# Spooky Books Author Prediction - Version 3

Notebook ini memperbaiki pipeline asli dengan:
1. Peningkatan preprocessing TF-IDF
2. Tuning hyperparameter Logistic Regression
3. Penambahan fitur metadata teks
4. Evaluasi cross-validation log-loss

## 1. Import Libraries

In [1]:
import pandas as pd
import numpy as np
from sklearn.feature_extraction.text import TfidfVectorizer
from sklearn.linear_model import LogisticRegression
from sklearn.model_selection import StratifiedKFold, cross_val_score
from scipy.sparse import hstack

## 2. Load Data

In [2]:
train = pd.read_csv('./train/train.csv')
test  = pd.read_csv('./test/test.csv')
print('Train:', train.shape, 'Test:', test.shape)

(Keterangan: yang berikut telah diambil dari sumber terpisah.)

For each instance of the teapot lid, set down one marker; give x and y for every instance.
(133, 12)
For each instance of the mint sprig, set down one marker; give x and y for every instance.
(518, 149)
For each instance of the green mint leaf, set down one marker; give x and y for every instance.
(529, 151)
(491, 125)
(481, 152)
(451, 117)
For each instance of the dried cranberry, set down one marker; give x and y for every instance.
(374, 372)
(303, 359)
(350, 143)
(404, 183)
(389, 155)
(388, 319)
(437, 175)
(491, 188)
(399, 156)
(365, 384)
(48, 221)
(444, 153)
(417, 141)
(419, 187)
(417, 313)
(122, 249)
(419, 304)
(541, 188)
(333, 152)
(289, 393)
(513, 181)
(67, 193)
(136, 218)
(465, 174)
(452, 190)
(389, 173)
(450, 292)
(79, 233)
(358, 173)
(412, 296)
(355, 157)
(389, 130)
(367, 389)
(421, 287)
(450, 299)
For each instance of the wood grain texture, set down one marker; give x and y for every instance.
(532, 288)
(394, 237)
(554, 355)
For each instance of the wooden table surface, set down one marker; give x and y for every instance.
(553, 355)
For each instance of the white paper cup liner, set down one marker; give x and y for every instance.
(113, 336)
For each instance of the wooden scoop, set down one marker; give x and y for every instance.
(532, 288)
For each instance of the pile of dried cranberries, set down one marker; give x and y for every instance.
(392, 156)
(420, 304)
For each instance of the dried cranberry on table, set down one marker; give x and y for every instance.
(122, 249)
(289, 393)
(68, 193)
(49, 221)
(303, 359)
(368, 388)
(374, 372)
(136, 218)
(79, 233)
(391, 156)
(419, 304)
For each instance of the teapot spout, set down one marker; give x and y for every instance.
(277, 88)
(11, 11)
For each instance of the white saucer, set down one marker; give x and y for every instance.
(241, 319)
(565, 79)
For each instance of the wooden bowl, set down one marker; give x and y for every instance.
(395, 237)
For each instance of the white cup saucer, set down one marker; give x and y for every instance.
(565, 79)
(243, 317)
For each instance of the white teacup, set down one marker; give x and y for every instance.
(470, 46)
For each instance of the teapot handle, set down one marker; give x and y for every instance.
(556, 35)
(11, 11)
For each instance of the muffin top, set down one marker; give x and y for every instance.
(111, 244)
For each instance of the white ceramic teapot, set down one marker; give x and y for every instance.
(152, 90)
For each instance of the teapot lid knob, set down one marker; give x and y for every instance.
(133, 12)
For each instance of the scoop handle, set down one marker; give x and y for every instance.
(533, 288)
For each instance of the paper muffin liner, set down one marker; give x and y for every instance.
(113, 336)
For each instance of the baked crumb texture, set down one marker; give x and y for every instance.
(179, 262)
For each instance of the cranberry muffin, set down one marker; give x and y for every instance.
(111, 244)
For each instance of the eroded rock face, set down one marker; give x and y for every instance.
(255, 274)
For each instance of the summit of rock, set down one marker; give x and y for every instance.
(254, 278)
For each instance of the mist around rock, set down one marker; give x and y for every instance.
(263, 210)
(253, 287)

Train: (19579, 3) Test: (8392, 2)


## 3. Feature Engineering & TF-IDF

In [3]:
# Metadata features: length, word count, uppercase ratio
def extract_meta(texts):
    lengths = [len(t) for t in texts]
    words = [len(t.split()) for t in texts]
    uppers = [sum(c.isupper() for c in t)/len(t) for t in texts]
    return np.vstack([lengths, words, uppers]).T

meta_train = extract_meta(train['text'])
meta_test = extract_meta(test['text'])

# TF-IDF dengan parameter ditingkatkan
vectorizer = TfidfVectorizer(
    max_features=10000,
    ngram_range=(1,2),
    stop_words='english',
    min_df=3,
    max_df=0.9
)
X_tfidf = vectorizer.fit_transform(train['text'])
X_test_tfidf = vectorizer.transform(test['text'])

# Gabungkan TF-IDF dan metadata
X_train_full = hstack([X_tfidf, meta_train])
X_test_full = hstack([X_test_tfidf, meta_test])

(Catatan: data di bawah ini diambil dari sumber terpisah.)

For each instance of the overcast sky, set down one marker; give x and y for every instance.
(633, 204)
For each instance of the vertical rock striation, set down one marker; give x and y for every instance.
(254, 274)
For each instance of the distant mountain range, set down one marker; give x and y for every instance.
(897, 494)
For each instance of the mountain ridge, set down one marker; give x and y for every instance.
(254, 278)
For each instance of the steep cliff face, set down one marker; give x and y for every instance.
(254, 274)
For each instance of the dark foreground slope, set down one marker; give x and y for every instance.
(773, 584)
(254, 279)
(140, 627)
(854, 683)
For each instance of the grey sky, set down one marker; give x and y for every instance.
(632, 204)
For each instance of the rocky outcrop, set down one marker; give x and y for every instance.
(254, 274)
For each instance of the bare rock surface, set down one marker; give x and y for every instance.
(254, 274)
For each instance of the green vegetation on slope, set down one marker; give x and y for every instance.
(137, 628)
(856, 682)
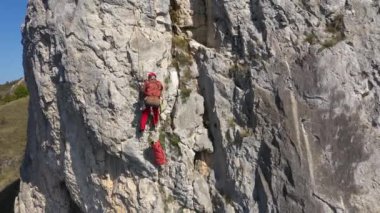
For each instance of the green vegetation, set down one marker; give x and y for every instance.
(13, 122)
(336, 28)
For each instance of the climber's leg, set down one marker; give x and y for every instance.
(156, 115)
(144, 118)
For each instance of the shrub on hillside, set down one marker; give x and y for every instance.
(21, 91)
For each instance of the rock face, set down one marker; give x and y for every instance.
(269, 106)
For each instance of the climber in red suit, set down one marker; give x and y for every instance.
(152, 89)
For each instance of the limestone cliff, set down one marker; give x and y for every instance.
(269, 106)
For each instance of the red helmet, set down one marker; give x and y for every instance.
(151, 74)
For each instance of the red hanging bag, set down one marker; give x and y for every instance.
(159, 153)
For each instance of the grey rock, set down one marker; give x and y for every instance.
(269, 106)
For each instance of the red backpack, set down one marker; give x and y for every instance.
(159, 153)
(152, 88)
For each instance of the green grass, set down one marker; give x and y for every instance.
(336, 28)
(13, 123)
(9, 92)
(185, 94)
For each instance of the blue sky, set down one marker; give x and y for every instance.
(12, 13)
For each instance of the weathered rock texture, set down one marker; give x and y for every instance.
(270, 106)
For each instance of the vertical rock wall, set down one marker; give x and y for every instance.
(269, 106)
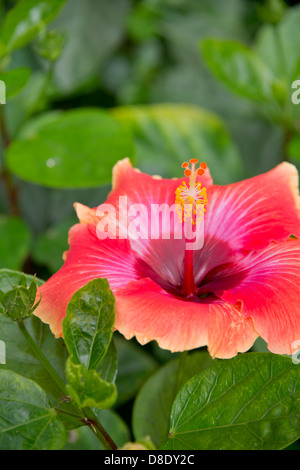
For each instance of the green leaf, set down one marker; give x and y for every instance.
(293, 150)
(14, 242)
(152, 408)
(108, 367)
(167, 134)
(93, 44)
(135, 366)
(88, 325)
(27, 420)
(239, 68)
(19, 356)
(15, 80)
(23, 22)
(73, 149)
(50, 245)
(87, 388)
(249, 402)
(112, 423)
(19, 302)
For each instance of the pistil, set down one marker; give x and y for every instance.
(191, 201)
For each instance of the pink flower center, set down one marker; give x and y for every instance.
(191, 201)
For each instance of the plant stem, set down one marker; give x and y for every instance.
(90, 418)
(99, 430)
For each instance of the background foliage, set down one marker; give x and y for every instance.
(89, 83)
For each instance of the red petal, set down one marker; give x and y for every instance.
(88, 258)
(268, 285)
(146, 311)
(250, 214)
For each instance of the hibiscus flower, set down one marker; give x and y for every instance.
(244, 281)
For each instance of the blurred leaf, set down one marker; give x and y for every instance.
(25, 20)
(271, 11)
(165, 135)
(288, 36)
(88, 325)
(135, 366)
(19, 302)
(15, 80)
(249, 402)
(83, 439)
(87, 388)
(152, 408)
(50, 45)
(239, 68)
(73, 149)
(92, 30)
(14, 242)
(49, 247)
(293, 150)
(20, 357)
(27, 421)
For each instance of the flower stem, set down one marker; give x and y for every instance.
(90, 418)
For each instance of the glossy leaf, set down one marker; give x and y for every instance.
(87, 388)
(152, 408)
(14, 246)
(19, 356)
(19, 302)
(249, 402)
(239, 68)
(86, 48)
(167, 134)
(74, 149)
(135, 366)
(23, 22)
(88, 325)
(27, 420)
(15, 80)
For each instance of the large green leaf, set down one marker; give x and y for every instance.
(27, 420)
(87, 388)
(152, 408)
(106, 25)
(239, 68)
(73, 149)
(15, 80)
(19, 356)
(14, 242)
(166, 135)
(88, 325)
(135, 366)
(23, 22)
(249, 402)
(50, 245)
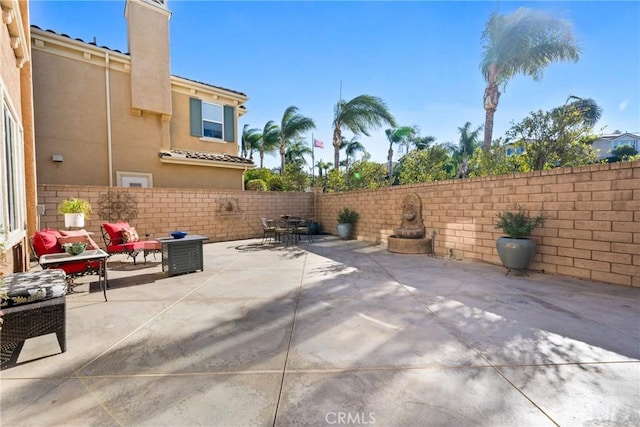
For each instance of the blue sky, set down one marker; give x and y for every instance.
(421, 57)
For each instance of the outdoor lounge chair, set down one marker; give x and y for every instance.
(268, 230)
(121, 238)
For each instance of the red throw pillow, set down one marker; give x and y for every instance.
(129, 235)
(114, 230)
(46, 242)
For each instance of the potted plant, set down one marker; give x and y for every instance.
(74, 211)
(346, 219)
(516, 250)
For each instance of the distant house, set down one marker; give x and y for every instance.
(18, 184)
(607, 143)
(103, 117)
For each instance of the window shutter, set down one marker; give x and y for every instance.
(195, 113)
(229, 123)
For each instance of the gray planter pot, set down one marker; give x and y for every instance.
(515, 254)
(344, 231)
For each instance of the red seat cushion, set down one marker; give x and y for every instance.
(114, 230)
(46, 242)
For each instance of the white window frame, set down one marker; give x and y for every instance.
(213, 120)
(630, 142)
(13, 206)
(126, 178)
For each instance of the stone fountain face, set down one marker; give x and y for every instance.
(412, 226)
(409, 237)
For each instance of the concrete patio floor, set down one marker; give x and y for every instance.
(333, 333)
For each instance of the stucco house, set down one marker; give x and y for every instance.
(17, 164)
(607, 143)
(103, 117)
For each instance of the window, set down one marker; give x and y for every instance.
(630, 142)
(134, 179)
(212, 121)
(12, 187)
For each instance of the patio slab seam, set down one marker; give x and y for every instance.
(154, 317)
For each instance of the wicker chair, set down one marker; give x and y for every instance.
(268, 230)
(35, 306)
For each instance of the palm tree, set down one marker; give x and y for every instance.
(296, 150)
(396, 136)
(292, 125)
(243, 141)
(467, 144)
(423, 142)
(269, 141)
(250, 141)
(358, 116)
(351, 147)
(524, 42)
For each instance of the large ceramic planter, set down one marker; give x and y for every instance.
(344, 231)
(515, 254)
(314, 228)
(74, 220)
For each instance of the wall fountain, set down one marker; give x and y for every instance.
(409, 238)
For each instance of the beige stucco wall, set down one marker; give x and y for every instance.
(148, 28)
(16, 79)
(73, 113)
(9, 71)
(69, 119)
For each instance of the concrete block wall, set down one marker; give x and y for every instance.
(220, 215)
(592, 227)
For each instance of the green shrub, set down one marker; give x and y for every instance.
(518, 224)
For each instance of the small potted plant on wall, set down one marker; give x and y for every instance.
(515, 249)
(346, 219)
(74, 211)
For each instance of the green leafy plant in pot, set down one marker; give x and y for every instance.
(75, 211)
(346, 219)
(516, 250)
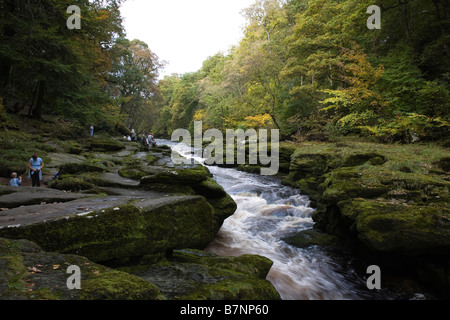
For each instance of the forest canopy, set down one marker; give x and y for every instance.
(311, 68)
(90, 75)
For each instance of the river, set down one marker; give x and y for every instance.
(267, 212)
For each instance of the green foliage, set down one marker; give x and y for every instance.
(48, 69)
(317, 70)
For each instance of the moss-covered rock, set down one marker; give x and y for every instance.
(77, 168)
(103, 144)
(308, 238)
(70, 184)
(197, 275)
(123, 232)
(185, 176)
(399, 228)
(29, 273)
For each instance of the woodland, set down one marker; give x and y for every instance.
(310, 68)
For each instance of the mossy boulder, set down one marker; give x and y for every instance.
(77, 168)
(29, 273)
(209, 188)
(312, 237)
(103, 144)
(70, 183)
(399, 228)
(126, 231)
(198, 275)
(184, 176)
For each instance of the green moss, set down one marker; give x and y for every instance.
(209, 188)
(399, 228)
(187, 176)
(115, 285)
(77, 168)
(71, 184)
(134, 173)
(103, 144)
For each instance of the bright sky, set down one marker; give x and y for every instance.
(185, 32)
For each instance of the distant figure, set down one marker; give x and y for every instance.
(151, 140)
(15, 182)
(36, 164)
(144, 140)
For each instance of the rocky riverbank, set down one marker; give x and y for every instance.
(388, 203)
(119, 205)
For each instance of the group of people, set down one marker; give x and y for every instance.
(147, 140)
(36, 164)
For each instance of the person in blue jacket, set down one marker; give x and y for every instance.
(15, 182)
(36, 165)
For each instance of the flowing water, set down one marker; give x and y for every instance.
(267, 212)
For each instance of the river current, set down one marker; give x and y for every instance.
(267, 212)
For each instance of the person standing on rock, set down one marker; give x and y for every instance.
(15, 182)
(36, 164)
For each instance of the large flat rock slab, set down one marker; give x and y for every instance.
(14, 197)
(114, 228)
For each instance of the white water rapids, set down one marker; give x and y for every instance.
(267, 212)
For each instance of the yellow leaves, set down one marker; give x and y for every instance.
(200, 115)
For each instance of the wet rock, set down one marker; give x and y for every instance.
(29, 273)
(108, 229)
(197, 275)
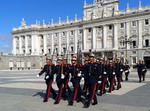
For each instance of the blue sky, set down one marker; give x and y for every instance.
(12, 11)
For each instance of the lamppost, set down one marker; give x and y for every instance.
(126, 41)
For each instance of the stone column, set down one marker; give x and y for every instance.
(104, 36)
(32, 44)
(14, 45)
(94, 38)
(128, 33)
(76, 42)
(26, 45)
(84, 39)
(115, 44)
(45, 43)
(20, 45)
(52, 44)
(140, 34)
(59, 44)
(35, 45)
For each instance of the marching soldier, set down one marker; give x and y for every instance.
(126, 70)
(104, 76)
(144, 70)
(111, 76)
(93, 72)
(60, 72)
(66, 80)
(49, 74)
(139, 69)
(119, 71)
(84, 73)
(75, 79)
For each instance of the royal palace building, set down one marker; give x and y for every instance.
(106, 30)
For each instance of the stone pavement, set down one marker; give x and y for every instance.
(23, 91)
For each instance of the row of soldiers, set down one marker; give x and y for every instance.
(97, 76)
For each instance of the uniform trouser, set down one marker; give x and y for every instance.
(49, 89)
(118, 76)
(66, 86)
(112, 83)
(140, 76)
(60, 85)
(126, 75)
(92, 90)
(85, 87)
(143, 75)
(104, 82)
(76, 91)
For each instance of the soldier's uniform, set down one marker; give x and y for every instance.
(93, 72)
(48, 79)
(60, 80)
(144, 70)
(139, 70)
(75, 79)
(66, 80)
(119, 71)
(126, 71)
(111, 76)
(84, 73)
(103, 73)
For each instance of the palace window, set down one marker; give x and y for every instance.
(147, 43)
(23, 51)
(30, 51)
(134, 60)
(80, 31)
(49, 51)
(122, 25)
(90, 30)
(71, 49)
(56, 34)
(146, 22)
(133, 23)
(64, 49)
(42, 51)
(64, 33)
(56, 50)
(134, 44)
(72, 33)
(110, 27)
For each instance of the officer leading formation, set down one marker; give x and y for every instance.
(96, 76)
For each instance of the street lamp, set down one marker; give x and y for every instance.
(126, 41)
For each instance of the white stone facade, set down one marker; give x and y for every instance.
(104, 28)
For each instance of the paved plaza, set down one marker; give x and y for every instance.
(23, 91)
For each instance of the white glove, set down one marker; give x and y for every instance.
(62, 76)
(47, 77)
(99, 82)
(82, 79)
(79, 74)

## 4. Cross-Validation Log-loss

In [4]:
# Model dengan class_weight untuk menangani ketidakseimbangan
grid = LogisticRegression(
    multi_class='multinomial',
    solver='saga',
    C=1.0,
    max_iter=1000,
    class_weight='balanced',
    random_state=42
)

cv = StratifiedKFold(n_splits=5, shuffle=True, random_state=42)
scores = cross_val_score(grid, X_train_full, train['author'],
                         cv=cv, scoring='neg_log_loss', n_jobs=-1)
print('CV Log-loss:', -scores.mean(), '±', scores.std())

CV Log-loss: 1.099856573416362 ± 0.00041719144257379594


## 5. Train Final Model & Predict

In [5]:
# Latih pada seluruh data
final_model = LogisticRegression(
    multi_class='multinomial',
    solver='saga',
    C=1.0,
    max_iter=1000,
    class_weight='balanced',
    random_state=42
)
final_model.fit(X_train_full, train['author'])

# Prediksi probabilitas
y_pred = final_model.predict_proba(X_test_full)
submission = pd.DataFrame(y_pred, columns=final_model.classes_)
submission.insert(0, 'id', test['id'])
submission = submission[['id', 'EAP', 'HPL', 'MWS']]
submission.to_csv('./sample_submission/submission_v3.csv', index=False)
submission.head()



Unnamed: 0,id,EAP,HPL,MWS
0,id02310,0.32749,0.344451,0.328059
1,id24541,0.296788,0.329853,0.373359
2,id00134,0.321989,0.350467,0.327545
3,id27757,0.312124,0.338091,0.349784
4,id04081,0.323291,0.325298,0.351412